Text of statute as originally enacted

= Statute merchant =

Act of the Parliament of England

Statute merchant (Statutum mercatorum) and statute staple are two old forms of security, long obsolete in English practice, though references to them still occur in some modern statutes.

The former security was first created by the Statute of Merchants 1283 (11 Edw. 1), or Statute of Acton Burnell (named after Acton Burnell in Shropshire, the place where Parliament met and passed the statute) and amplified by the Statute of Merchants 1285 (13 Edw. 1), whence its name, and the latter by an act of 1353, which provided that in every staple (i.e. public mart) the seal of the staple should be sufficient validity for a bond of record acknowledged and witnessed before the mayor of the staple. They were originally permitted only among traders, for the benefit of commerce, but afterwards extended by an act of Henry VIII (1532) to all subjects, whether traders or not. The creditor under either form of security was allowed to seize the goods and hold the lands of a defaulting debtor until satisfaction of his debt. While he held the lands he was termed tenant by statute merchant or by statute staple. In addition to the loss of his goods and lands the debtor was liable to be imprisoned. Statute merchant, owing to the summary method of enforcing payment, was sometimes known as pocket judgment.

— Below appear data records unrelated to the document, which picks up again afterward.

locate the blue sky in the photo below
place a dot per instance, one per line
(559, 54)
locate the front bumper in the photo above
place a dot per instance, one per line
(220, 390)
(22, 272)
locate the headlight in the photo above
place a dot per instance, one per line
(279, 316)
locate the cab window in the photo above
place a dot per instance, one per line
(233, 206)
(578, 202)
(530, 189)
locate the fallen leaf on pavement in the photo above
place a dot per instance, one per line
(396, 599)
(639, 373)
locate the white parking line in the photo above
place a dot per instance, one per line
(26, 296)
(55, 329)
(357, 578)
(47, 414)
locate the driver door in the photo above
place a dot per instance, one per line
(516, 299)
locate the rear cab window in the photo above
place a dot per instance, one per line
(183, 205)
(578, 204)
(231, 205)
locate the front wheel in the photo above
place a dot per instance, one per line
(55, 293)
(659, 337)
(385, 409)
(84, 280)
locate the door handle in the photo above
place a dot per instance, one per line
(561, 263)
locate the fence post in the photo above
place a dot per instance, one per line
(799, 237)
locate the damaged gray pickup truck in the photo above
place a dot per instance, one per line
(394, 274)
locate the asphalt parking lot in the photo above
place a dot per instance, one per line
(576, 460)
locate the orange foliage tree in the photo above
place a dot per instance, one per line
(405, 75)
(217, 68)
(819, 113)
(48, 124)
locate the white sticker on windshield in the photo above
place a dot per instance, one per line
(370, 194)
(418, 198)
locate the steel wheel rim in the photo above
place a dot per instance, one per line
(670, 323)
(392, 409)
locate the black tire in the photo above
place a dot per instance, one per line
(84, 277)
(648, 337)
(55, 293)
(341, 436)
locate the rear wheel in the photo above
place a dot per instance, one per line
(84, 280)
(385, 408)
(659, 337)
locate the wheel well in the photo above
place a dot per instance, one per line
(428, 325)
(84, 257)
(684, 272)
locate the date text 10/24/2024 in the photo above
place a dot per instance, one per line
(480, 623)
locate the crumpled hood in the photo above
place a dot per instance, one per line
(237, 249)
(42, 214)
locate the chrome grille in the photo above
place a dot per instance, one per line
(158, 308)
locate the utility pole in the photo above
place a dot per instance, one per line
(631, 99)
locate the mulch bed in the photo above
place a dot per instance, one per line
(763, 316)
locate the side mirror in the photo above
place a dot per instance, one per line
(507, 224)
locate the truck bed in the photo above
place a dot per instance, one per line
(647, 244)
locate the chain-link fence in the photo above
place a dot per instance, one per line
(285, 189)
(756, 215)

An example of a suit of statute merchant can be seen in the Plea Rolls of the Court of Common Pleas, in 1430, where John Salter, citizen and tanner of York, John Wyot, vicar of St Nicholas, Mikelgate, John Yoman, (the latter two as executors of Henry Ravenswath) are parties.

== Subsequent developments ==
The act was extended to Ireland by Poynings' Law 1495 (10 Hen. 7. c. 22 (I)).

The whole act was repealed for England and Wales by section 1 of, and the schedule to, the Statute Law Revision Act 1863 (26 & 27 Vict. c. 125), which came into force on 28 July 1863.

The whole act was repealed for Ireland by section 1 of, and the schedule to, the Statute Law (Ireland) Revision Act 1872 (35 & 36 Vict. c. 98), which came into force on 10 August 1872.